What's still missing
RMSProp solves the dying learning rate. It gives us per-parameter adaptivity that stays relevant throughout training. It's a genuinely good optimizer.
But look at the update rule again:
θₜ₊₁ = θₜ − (η / √(Eₜ + ε)) · ∇L(θₜ)
There's no velocity term. No momentum. The update is still reactive — it responds to the current gradient, scaled by recent gradient history, but it doesn't accumulate direction the way momentum does.
We now have two powerful, independent ideas:
- Momentum — smooth out gradient noise by accumulating velocity over time
- Adaptive scaling — normalize updates by per-parameter gradient magnitude
Neither knows about the other. Both help convergence. The obvious question is: what happens if you combine them?
That's Blog 4. Adam takes exactly this step — it maintains both a first-moment estimate (momentum over gradients) and a second-moment estimate (RMSProp-style scaling), applies bias corrections to both, and produces one of the most robust general-purpose optimizers ever designed.

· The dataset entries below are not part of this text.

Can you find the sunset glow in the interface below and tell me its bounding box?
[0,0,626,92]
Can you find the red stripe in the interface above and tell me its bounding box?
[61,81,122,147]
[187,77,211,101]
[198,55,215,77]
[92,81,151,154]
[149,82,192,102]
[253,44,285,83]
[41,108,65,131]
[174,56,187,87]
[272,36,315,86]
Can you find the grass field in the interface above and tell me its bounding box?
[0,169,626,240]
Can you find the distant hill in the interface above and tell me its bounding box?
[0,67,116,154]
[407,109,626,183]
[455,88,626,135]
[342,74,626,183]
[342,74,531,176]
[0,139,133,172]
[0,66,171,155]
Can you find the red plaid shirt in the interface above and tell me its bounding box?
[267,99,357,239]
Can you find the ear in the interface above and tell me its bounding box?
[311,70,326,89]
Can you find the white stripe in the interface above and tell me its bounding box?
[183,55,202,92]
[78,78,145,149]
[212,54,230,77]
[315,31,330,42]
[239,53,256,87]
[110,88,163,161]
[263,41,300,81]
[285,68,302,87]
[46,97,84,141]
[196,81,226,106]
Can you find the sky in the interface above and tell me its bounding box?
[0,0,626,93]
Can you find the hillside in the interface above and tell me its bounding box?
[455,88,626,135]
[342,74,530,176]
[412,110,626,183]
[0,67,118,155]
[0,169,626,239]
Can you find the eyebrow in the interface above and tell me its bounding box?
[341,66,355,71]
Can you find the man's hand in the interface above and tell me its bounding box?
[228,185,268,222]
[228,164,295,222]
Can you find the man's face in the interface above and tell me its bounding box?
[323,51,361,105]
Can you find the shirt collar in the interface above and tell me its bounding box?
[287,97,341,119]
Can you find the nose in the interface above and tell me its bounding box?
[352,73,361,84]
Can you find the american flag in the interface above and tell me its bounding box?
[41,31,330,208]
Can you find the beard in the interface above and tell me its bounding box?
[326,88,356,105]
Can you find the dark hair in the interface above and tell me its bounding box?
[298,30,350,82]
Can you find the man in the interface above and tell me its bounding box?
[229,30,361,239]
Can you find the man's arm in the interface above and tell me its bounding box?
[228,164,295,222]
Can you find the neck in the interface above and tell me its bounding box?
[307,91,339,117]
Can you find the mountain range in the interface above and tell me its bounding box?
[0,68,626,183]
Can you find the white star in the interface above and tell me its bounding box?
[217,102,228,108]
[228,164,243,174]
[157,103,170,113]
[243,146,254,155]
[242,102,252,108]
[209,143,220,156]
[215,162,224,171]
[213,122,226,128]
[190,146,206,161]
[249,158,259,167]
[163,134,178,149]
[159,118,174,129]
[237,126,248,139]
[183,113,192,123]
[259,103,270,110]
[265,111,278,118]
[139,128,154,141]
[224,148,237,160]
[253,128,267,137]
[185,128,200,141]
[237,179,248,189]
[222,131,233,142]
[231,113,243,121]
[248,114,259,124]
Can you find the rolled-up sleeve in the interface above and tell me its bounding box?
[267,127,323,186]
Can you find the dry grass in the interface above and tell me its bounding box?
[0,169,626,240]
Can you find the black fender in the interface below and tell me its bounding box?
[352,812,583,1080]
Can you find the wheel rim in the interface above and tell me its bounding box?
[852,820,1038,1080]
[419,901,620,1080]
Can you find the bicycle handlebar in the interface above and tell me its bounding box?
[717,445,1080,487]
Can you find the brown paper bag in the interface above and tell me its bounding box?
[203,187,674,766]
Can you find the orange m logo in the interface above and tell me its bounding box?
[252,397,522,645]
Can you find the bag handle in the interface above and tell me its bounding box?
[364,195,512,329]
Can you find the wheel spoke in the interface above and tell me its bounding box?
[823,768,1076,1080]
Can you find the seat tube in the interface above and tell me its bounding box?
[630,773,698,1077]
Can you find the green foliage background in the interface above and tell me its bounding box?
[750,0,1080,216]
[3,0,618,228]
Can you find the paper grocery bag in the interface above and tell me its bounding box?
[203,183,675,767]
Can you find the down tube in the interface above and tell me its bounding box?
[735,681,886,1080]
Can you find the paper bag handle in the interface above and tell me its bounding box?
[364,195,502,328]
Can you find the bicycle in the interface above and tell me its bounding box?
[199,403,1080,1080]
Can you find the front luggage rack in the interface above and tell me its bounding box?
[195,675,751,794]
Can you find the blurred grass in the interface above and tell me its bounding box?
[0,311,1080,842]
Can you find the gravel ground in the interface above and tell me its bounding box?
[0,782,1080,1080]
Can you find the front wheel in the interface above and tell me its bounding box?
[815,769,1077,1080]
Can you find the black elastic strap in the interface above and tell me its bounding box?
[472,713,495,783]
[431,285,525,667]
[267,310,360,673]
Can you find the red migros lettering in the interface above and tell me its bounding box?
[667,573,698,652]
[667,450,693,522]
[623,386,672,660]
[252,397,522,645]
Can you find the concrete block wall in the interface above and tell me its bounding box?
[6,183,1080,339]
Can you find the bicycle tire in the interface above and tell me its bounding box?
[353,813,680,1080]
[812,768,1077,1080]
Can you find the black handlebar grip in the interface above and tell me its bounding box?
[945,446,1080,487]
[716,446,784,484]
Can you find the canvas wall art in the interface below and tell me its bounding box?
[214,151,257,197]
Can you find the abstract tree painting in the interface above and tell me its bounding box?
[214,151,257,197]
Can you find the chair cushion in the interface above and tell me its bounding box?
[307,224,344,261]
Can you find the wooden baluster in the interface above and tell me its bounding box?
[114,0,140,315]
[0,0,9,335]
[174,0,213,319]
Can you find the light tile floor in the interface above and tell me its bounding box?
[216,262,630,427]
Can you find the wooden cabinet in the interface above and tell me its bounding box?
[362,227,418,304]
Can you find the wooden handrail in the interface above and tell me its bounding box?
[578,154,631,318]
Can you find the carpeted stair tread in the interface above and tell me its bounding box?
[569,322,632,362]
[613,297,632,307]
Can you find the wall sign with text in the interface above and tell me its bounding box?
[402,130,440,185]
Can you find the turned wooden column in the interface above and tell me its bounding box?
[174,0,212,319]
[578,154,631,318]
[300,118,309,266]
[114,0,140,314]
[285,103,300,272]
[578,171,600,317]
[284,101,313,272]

Adamax, Nadam, and AMSGrad follow as targeted improvements on specific failure modes Adam introduces.
Three things to hold onto
| Concept | AdaGrad | RMSProp |
|---|---|---|
| Core idea | Accumulate squared gradients | EMA of squared gradients |
| What it fixes | Uniform LR across parameters | Uniform LR across parameters |
| What it breaks | Long-run training (LR → 0) | Nothing fatal — but no momentum |
| Best use case | Convex, sparse, shallow | Deep networks, non-stationary |
What's next
In Blog 4, the two threads of this series converge. Adam combines the first moment (gradient direction, momentum-style) with the second moment (gradient magnitude, RMSProp-style) into a single update, then applies bias corrections to prevent cold-start distortion. Adamax extends the second moment to the L∞ norm. Nadam swaps standard momentum for Nesterov lookahead. AMSGrad addresses Adam's theoretical non-convergence issue.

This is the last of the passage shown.